3. Availability. We implement appropriate continuity and security measures to maintain the availability of its services and the data residing within those services:

  • Regular fail-over tests applied for critical services
  • Extensive performance/availability monitoring and reporting for critical systems
  • Incident response programme
  • Critical data either replicated or backed up (Cloud Backups/Hard Disks/Database replication etc.)
  • Planned software, infrastructure and security maintenance in place (Software updates, security patches etc.)
  • Redundant and resilient systems (server clusters, mirrored DBs, high availability setups etc.) located on off-site and/or geographically separated locations
  • Use of uninterruptible power supplies, fail redundant hardware and network systems
  • Alarm, security systems in place
  • Physical Protection measures in place for critical sites (surge protection, raised floors, cooling systems, fire and/or smoke detectors, fire suppression systems etc.)
  • DDOS protection to maintain availability
  • Load & Stress Testing

4. Data Processing. It refers to ensuring that Customer Data will only be processed in accordance with the Agreement and the related company measures. We have established internal privacy policies, agreements and conduct regular privacy trainings for employees to ensure Customer Data is processed in accordance with the Agreement and legal obligations.

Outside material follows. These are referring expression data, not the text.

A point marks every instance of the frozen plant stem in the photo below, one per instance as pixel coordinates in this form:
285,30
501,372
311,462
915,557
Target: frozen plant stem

  • Privacy and confidentiality terms in place within employee contracts
  • Data privacy and security trainings for employees
  • Appropriate contractual provisions to the agreements with sub-contractors to maintain instructional control rights
  • Privacy checks for external service providers
  • Providing customers control over their data processing preferences
  • Security audits

5. Retention Period. We follow generally accepted standards to store and protect the Customer Data we collect, both during transmission and once received and stored, including utilization of encryption where appropriate. We retain Customer Data for as long as required to engage in the uses described in this Policy, unless a longer retention period is required by Applicable Law. The criteria used to determine our retention periods include the following:

  • The length of time we have an ongoing relationship with customer and provide Services to customer (for example, for as long as customer have an account with us or keep using our Services);
  • Whether we have a legal obligation to keep the data (for example, certain laws require us to maintain records of your transactions for a certain period of time before we can delete them); or
  • Whether retention is advisable in light of our legal position (such as in regard to the enforcement of our agreements, the resolution of disputes, and applicable statutes of limitations, litigation, or regulatory investigation).

Appendix 3 - Wenco Third-Party Service Providers

Company Name

Country of Incorporation

Service Description

Categories of Data

Atlassian Cloud

United States of America

Atlassian Cloud services including JIRA, Confluence and Jira Service Management

 Employees, Contractors, Vendors, Customers user profiles including (name, email addresses)

Customer support cases.

Microsoft

United States of America

Azure Cloud Services, Office 365

Employees, Contractors, Vendors, Customers user profiles including (name, email addresses)

Wenco International Mining Systems Ltd.

Canada

Customer Data

Infrastructure & network traffic data sent over for troubleshooting and analysis for break/fix.